We also require that these operations have "nice" properties, see here for more details.
An example of a vector space is the set of arrows with a common base point in the euclidean plane or 3D space, but there are many others.
A vector space can then be equiped with a dot product, which is a bilinear map $(A,B) \mapsto A\cdot B$ such that :

*

*$A\cdot B = B\cdot A$ for every two vectors $A$ and $B$ (we say that it is symmetric)

*$A\cdot A >0$ for any non-zero vector $A$
If we are given a dot product, we can define the length of a vector $A$ as $\|A\| =\sqrt{A\cdot A}$. Then, we can derive the so-called polarization identity :
$$A\cdot B = \frac{1}{4}\Big(\|A+B\|^2 - \|A-B\|^2\Big)$$

Proof :
Let $A,B$ be two elements of a vector space equipped with a dot product :
\begin{align}
\|A+B\|^2 &= (A+B)\cdot(A+B) \\
&= A \cdot(A+B) + B\cdot(A+B) \\
&= A\cdot A + A\cdot B + B\cdot A + B\cdot B \\
&= \|A\|^2 + 2A \cdot B + \|B\|^2
\end{align}
similarly we find :
\begin{align}
\|A-B\|^2 &= \|A\|^2 - 2A\cdot B + \|B\|^2
\end{align}
Therefore, we have :
\begin{align}
\frac14(\|A+B\|^2-\|A-B\|^2)&= \frac14\big(\|A\|^2 + 2A \cdot B + \|B\|^2-(\|A\|^2 + 2A \cdot B + \|B\|^2\big)\\
&= A\cdot B
\end{align}

To learn more about these points, take a book on linear algebra (some are recommended here).

$~$

$~$

About the definition of tangent space :  the use of the same word to describe different things need not be a problem, as context will usually make it clear which meaning is intended. When some of the different definition occur in the same context, it is best if they agree. Here, there is actually no problem, since there is the tangent, the tangent space and tangent vectors, so no confusion is possible.
Further more :

*

*If you consider a manifold immersed in euclidean space and a curve running in that manifold, than the tangent vector of the curve at a point will lie in the tangent space of the manifold at that point. In fact, the tangent space of the manifold $M$ at a point $p$ is exactly the set of tangent vectors to curves in $M$ running through $p$.
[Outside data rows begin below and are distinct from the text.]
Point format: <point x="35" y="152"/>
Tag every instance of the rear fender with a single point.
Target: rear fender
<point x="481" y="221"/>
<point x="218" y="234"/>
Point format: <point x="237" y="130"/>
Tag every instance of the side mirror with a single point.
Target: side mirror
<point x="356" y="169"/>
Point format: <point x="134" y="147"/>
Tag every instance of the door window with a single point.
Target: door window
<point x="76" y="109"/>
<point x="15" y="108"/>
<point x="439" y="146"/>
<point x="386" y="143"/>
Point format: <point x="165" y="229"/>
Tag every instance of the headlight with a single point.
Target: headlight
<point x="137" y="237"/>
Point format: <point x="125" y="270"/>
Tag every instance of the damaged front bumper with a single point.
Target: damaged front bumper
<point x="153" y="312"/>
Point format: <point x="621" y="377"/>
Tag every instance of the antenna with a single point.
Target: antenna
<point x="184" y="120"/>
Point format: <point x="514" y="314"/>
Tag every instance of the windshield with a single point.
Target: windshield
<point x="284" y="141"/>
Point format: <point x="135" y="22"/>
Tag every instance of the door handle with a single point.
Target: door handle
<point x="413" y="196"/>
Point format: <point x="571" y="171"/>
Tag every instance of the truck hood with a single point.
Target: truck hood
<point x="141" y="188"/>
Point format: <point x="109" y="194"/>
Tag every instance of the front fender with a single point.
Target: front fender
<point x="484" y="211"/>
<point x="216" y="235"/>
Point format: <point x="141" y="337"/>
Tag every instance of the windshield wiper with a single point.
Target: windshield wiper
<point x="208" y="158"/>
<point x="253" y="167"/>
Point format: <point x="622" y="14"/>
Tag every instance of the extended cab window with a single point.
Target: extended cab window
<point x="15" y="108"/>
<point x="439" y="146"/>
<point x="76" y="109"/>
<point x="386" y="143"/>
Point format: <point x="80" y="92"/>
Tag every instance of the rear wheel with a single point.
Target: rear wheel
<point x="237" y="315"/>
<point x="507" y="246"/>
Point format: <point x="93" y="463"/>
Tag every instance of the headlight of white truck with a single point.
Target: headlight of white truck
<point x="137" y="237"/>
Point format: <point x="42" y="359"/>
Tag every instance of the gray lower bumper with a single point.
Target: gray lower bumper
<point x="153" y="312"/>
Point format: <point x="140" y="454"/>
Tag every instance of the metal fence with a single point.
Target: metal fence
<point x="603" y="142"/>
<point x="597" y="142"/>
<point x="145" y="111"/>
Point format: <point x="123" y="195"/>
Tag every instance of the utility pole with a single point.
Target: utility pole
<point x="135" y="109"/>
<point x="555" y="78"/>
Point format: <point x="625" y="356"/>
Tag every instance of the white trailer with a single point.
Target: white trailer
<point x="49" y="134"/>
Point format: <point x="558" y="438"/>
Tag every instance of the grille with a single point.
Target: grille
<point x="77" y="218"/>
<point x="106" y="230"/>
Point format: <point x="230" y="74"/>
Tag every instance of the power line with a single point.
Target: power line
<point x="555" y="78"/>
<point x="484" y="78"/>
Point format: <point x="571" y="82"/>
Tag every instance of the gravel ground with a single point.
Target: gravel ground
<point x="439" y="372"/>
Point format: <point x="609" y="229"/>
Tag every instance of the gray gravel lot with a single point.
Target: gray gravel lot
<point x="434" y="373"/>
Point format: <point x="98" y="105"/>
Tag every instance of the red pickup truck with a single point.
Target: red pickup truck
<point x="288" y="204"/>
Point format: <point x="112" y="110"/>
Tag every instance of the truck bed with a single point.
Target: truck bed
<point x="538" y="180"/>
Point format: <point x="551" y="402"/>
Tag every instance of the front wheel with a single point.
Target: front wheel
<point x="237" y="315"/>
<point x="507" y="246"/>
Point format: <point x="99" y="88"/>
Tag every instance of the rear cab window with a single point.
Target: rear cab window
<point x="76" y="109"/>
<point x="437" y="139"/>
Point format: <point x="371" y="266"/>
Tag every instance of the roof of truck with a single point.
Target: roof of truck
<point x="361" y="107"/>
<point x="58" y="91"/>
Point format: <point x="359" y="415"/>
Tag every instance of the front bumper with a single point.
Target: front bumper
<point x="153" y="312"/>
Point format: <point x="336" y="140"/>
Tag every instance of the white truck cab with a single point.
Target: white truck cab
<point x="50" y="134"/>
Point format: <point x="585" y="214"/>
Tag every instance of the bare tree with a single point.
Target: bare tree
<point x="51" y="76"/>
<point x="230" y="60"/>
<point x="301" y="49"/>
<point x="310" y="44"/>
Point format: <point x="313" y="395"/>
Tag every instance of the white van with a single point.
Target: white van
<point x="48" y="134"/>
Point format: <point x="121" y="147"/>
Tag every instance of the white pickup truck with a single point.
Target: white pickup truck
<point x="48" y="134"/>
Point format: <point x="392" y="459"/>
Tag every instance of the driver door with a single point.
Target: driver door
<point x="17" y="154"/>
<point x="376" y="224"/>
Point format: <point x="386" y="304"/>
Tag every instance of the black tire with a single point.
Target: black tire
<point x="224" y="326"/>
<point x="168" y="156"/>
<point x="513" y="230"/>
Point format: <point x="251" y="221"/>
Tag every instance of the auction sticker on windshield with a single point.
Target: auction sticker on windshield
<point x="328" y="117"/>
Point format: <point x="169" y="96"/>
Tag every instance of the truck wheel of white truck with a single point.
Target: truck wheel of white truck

*A regular smooth curve $\gamma$ in euclidean affine space $A$ is an immersed submanifold. The tangent to $\gamma$ at a point $p$ is an affine subspace of $A$, whose direction is exactly the tangent space of $\gamma$ at $p$.
So actually, the different uses of tangent actually match pretty well.
A: Your product AB is called the geometric product, and it's what defines vectors in the first place. A dot product is the symmetric part of that basic product.